Hellacopters Final Album

Headoff

One of my favorite rock bands from Sweden, The Hellacopters, is splitting up.  They've recently put out their seventh and final album, "Head Off" and announced that it's their final tour of Europe.  I doubt they'll make it back to the US since they've never had as big a following over here as they deserve. 

The Hellacopters hold a special place for me as I discovered their music about 3 years ago on a business trip that left me pretty much stranded in Stockholm on a holiday weekend with a broken laptop and not a lot to do.  I bought 3 of their albums including the newly released "Rock & Roll is Dead" and was blown away.  And that's when I wrote my first blog post on GuitarVibe.
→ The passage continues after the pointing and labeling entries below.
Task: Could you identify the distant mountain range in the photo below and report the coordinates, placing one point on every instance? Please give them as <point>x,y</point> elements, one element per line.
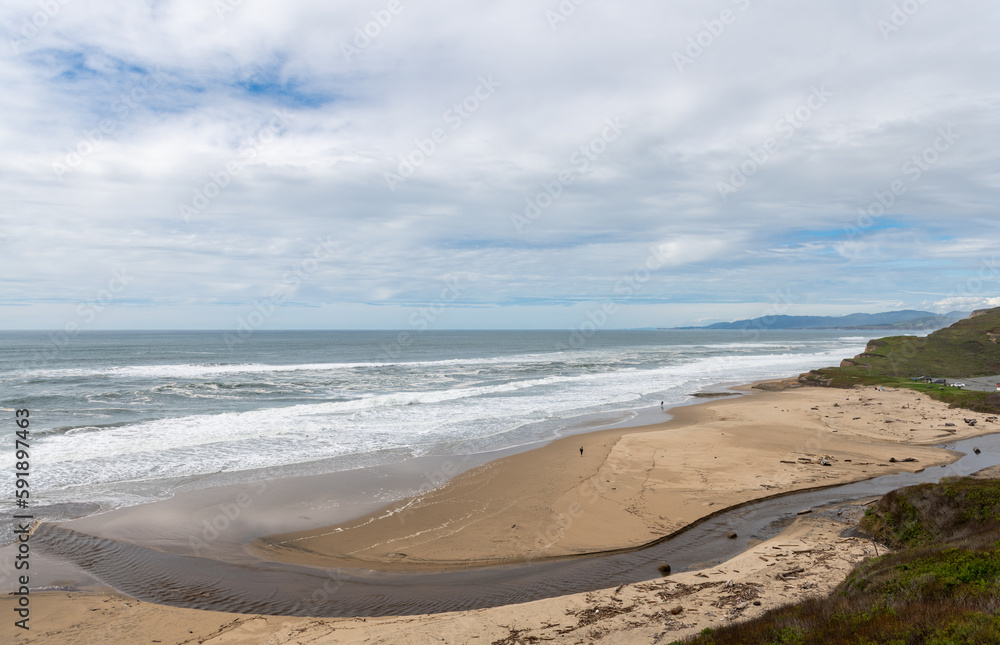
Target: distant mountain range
<point>907,319</point>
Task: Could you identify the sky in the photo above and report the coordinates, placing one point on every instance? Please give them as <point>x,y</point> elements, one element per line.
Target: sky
<point>391,164</point>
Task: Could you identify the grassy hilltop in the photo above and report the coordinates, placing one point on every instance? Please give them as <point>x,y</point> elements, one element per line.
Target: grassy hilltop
<point>968,348</point>
<point>940,587</point>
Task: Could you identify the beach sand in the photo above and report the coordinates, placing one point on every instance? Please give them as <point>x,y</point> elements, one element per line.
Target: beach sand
<point>635,485</point>
<point>808,559</point>
<point>629,487</point>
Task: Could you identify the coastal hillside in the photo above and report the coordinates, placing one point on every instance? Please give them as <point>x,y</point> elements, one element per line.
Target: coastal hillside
<point>902,320</point>
<point>966,349</point>
<point>941,585</point>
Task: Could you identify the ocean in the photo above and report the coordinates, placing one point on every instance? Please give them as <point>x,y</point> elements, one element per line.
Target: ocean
<point>122,418</point>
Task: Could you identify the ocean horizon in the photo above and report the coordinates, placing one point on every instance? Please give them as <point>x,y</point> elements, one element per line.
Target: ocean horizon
<point>125,417</point>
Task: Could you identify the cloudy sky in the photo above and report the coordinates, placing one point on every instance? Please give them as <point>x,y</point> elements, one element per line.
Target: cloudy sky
<point>519,164</point>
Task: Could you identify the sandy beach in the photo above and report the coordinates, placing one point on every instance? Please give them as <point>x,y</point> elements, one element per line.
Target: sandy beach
<point>629,487</point>
<point>633,486</point>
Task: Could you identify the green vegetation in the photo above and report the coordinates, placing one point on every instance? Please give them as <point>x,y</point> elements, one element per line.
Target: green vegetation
<point>942,587</point>
<point>968,348</point>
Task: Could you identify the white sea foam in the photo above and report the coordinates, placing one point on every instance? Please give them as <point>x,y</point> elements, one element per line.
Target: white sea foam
<point>453,414</point>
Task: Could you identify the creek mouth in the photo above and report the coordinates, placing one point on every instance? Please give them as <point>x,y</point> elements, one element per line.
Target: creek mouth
<point>280,589</point>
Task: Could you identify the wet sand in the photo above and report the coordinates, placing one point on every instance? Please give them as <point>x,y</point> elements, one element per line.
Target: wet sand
<point>633,486</point>
<point>666,608</point>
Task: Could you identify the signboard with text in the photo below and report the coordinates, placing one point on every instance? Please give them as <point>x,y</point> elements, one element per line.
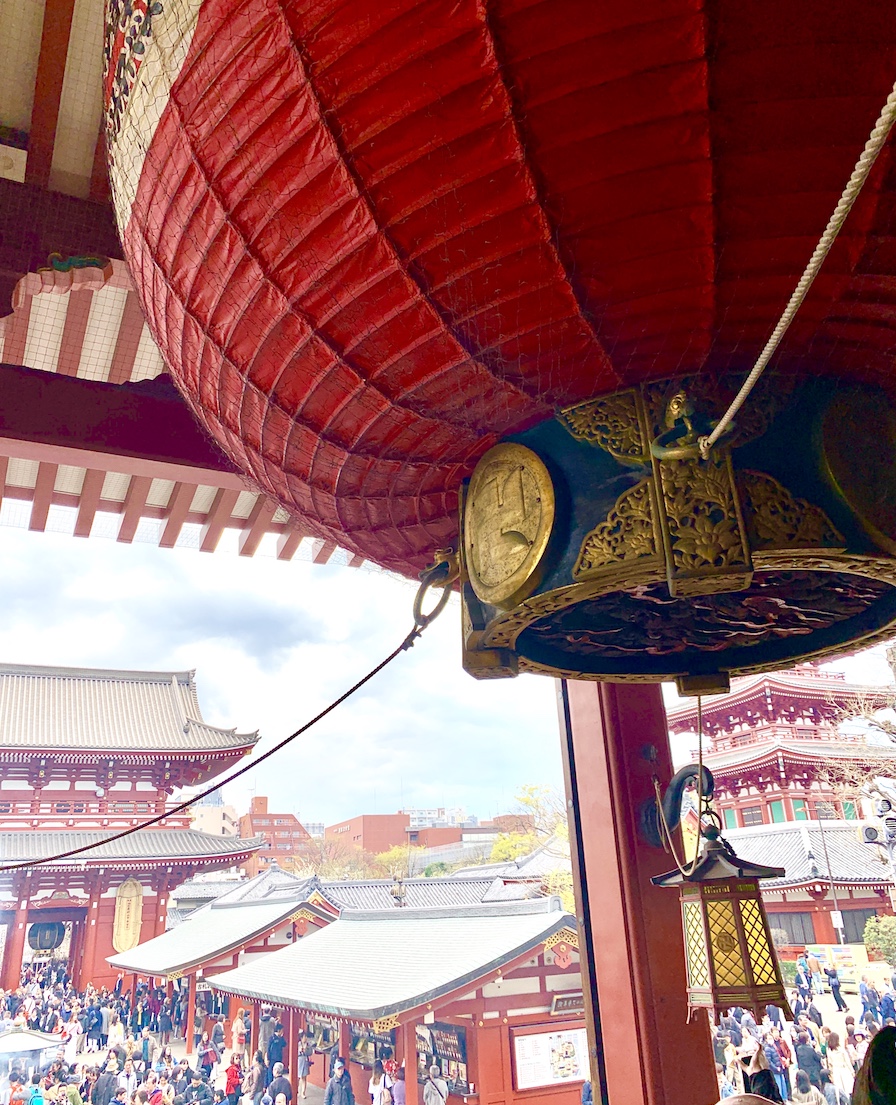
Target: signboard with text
<point>550,1059</point>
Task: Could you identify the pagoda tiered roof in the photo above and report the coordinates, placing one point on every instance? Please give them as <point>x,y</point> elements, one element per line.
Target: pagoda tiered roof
<point>746,756</point>
<point>804,683</point>
<point>88,711</point>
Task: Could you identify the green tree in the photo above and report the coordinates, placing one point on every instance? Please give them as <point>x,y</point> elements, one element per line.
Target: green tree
<point>539,819</point>
<point>879,937</point>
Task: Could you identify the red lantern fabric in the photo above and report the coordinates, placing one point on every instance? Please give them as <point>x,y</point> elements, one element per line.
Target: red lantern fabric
<point>373,238</point>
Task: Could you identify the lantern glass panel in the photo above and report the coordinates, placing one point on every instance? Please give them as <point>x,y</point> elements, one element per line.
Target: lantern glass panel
<point>756,935</point>
<point>727,958</point>
<point>697,964</point>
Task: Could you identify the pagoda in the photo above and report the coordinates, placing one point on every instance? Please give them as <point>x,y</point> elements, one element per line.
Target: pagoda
<point>85,755</point>
<point>769,742</point>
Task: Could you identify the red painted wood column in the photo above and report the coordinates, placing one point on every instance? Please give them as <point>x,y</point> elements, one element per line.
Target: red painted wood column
<point>16,938</point>
<point>96,885</point>
<point>614,740</point>
<point>190,1014</point>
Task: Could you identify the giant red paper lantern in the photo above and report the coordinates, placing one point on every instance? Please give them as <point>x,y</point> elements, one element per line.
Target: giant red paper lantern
<point>373,238</point>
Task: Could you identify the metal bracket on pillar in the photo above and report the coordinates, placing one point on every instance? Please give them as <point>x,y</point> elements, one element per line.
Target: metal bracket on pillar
<point>651,814</point>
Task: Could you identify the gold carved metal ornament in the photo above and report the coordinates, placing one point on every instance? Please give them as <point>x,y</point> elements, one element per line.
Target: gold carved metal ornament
<point>613,422</point>
<point>689,524</point>
<point>703,527</point>
<point>508,521</point>
<point>565,936</point>
<point>387,1023</point>
<point>630,533</point>
<point>777,518</point>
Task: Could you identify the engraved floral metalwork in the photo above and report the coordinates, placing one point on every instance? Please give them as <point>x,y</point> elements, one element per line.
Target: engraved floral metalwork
<point>778,519</point>
<point>128,30</point>
<point>628,534</point>
<point>652,622</point>
<point>612,422</point>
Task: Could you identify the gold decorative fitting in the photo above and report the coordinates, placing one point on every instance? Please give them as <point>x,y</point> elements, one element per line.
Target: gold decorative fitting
<point>703,528</point>
<point>508,522</point>
<point>630,533</point>
<point>615,423</point>
<point>565,936</point>
<point>776,518</point>
<point>387,1023</point>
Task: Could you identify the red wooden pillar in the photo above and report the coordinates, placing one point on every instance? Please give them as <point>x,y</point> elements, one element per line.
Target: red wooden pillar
<point>406,1052</point>
<point>190,1014</point>
<point>92,928</point>
<point>614,742</point>
<point>291,1031</point>
<point>254,1027</point>
<point>345,1041</point>
<point>75,954</point>
<point>16,942</point>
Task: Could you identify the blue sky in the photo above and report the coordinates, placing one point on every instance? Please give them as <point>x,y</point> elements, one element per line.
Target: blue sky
<point>273,643</point>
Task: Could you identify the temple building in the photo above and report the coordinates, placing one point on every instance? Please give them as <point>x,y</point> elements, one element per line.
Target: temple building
<point>87,754</point>
<point>769,742</point>
<point>770,745</point>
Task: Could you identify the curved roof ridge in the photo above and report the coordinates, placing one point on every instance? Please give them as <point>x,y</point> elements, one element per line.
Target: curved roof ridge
<point>99,673</point>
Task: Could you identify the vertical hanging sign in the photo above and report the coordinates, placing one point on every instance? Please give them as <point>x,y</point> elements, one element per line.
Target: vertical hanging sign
<point>128,915</point>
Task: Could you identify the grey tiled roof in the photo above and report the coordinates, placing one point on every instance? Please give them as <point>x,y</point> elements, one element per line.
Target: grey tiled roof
<point>202,890</point>
<point>420,893</point>
<point>274,883</point>
<point>147,843</point>
<point>207,934</point>
<point>818,749</point>
<point>799,849</point>
<point>65,708</point>
<point>370,965</point>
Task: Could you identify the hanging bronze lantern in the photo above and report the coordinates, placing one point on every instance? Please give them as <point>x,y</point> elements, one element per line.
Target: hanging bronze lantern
<point>45,936</point>
<point>730,956</point>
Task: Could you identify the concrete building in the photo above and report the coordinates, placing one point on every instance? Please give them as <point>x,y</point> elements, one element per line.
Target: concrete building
<point>284,835</point>
<point>214,817</point>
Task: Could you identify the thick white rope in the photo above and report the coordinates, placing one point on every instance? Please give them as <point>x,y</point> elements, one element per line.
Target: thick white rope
<point>873,147</point>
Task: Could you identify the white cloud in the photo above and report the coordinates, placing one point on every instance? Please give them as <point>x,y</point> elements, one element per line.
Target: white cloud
<point>273,643</point>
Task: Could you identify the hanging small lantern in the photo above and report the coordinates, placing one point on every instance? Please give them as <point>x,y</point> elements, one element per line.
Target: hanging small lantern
<point>730,956</point>
<point>46,935</point>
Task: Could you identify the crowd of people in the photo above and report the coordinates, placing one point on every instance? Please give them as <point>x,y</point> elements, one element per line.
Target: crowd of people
<point>115,1049</point>
<point>801,1059</point>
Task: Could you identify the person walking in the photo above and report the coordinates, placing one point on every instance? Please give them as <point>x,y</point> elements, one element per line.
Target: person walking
<point>833,979</point>
<point>339,1091</point>
<point>234,1079</point>
<point>303,1067</point>
<point>276,1045</point>
<point>839,1064</point>
<point>805,1093</point>
<point>434,1087</point>
<point>238,1033</point>
<point>280,1084</point>
<point>255,1082</point>
<point>380,1085</point>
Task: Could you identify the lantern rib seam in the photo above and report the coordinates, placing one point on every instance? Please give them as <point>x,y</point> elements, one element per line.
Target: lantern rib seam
<point>551,237</point>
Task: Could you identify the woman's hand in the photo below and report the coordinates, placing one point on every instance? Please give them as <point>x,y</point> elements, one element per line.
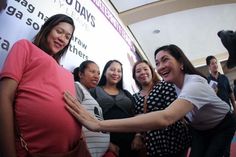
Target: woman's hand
<point>80,113</point>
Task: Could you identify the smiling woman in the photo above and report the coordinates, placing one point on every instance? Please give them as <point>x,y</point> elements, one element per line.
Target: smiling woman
<point>213,125</point>
<point>31,87</point>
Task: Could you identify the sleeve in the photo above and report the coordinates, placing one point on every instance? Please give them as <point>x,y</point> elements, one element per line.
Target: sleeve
<point>16,62</point>
<point>228,86</point>
<point>128,94</point>
<point>197,92</point>
<point>79,92</point>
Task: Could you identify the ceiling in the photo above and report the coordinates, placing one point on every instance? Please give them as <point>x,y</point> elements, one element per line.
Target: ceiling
<point>190,24</point>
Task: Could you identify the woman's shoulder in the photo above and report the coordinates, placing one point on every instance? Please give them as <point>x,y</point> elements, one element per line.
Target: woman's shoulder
<point>24,43</point>
<point>194,79</point>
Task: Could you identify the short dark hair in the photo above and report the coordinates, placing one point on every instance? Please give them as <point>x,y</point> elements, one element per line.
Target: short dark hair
<point>103,79</point>
<point>209,58</point>
<point>155,78</point>
<point>81,69</point>
<point>179,55</point>
<point>41,36</point>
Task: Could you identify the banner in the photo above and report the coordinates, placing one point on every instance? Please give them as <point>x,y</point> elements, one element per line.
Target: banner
<point>98,35</point>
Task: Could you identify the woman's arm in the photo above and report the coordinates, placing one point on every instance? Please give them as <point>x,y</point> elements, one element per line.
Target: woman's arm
<point>150,121</point>
<point>7,137</point>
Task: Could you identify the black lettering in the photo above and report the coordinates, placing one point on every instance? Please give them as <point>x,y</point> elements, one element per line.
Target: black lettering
<point>12,11</point>
<point>31,8</point>
<point>77,6</point>
<point>24,3</point>
<point>29,21</point>
<point>82,13</point>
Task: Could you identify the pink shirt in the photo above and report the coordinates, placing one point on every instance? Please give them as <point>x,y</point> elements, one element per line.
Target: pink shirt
<point>40,110</point>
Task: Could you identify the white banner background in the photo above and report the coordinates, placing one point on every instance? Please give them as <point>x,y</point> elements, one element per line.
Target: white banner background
<point>95,38</point>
"Head Off" is a good album, but it must be noted that it's an album of cover songs.  The band picked songs that they felt were in the style of The Hellacopters, but somehow I can't help but wish they had mixed in a few original songs for their final send off.  Hopefully they'll shoot some more video to capture their final tour this fall. Meanwhile, I'll see if I can figure out some way to catch one of their final shows.  Here's a clip from YouTube of "In the Sign of the Octopus" originally performed by The Robots.


Blue Oyster Cult Live in Santa Cruz

Heavy metal pionneers Blue Öyster Cult played two sets in Santa Cruz Friday evening at the beach boardwalk. I've posted some photos and video.  I can't say I'm a huge fan of Blue Öyster Cult, but I'm kind of a live music slut these days, and since it was a free local concert, what the heck.  But apparently BOC remains hugely popular and they drew one of the largest crowds I've seen ever at the Santa Cruz Beach Boardwalk.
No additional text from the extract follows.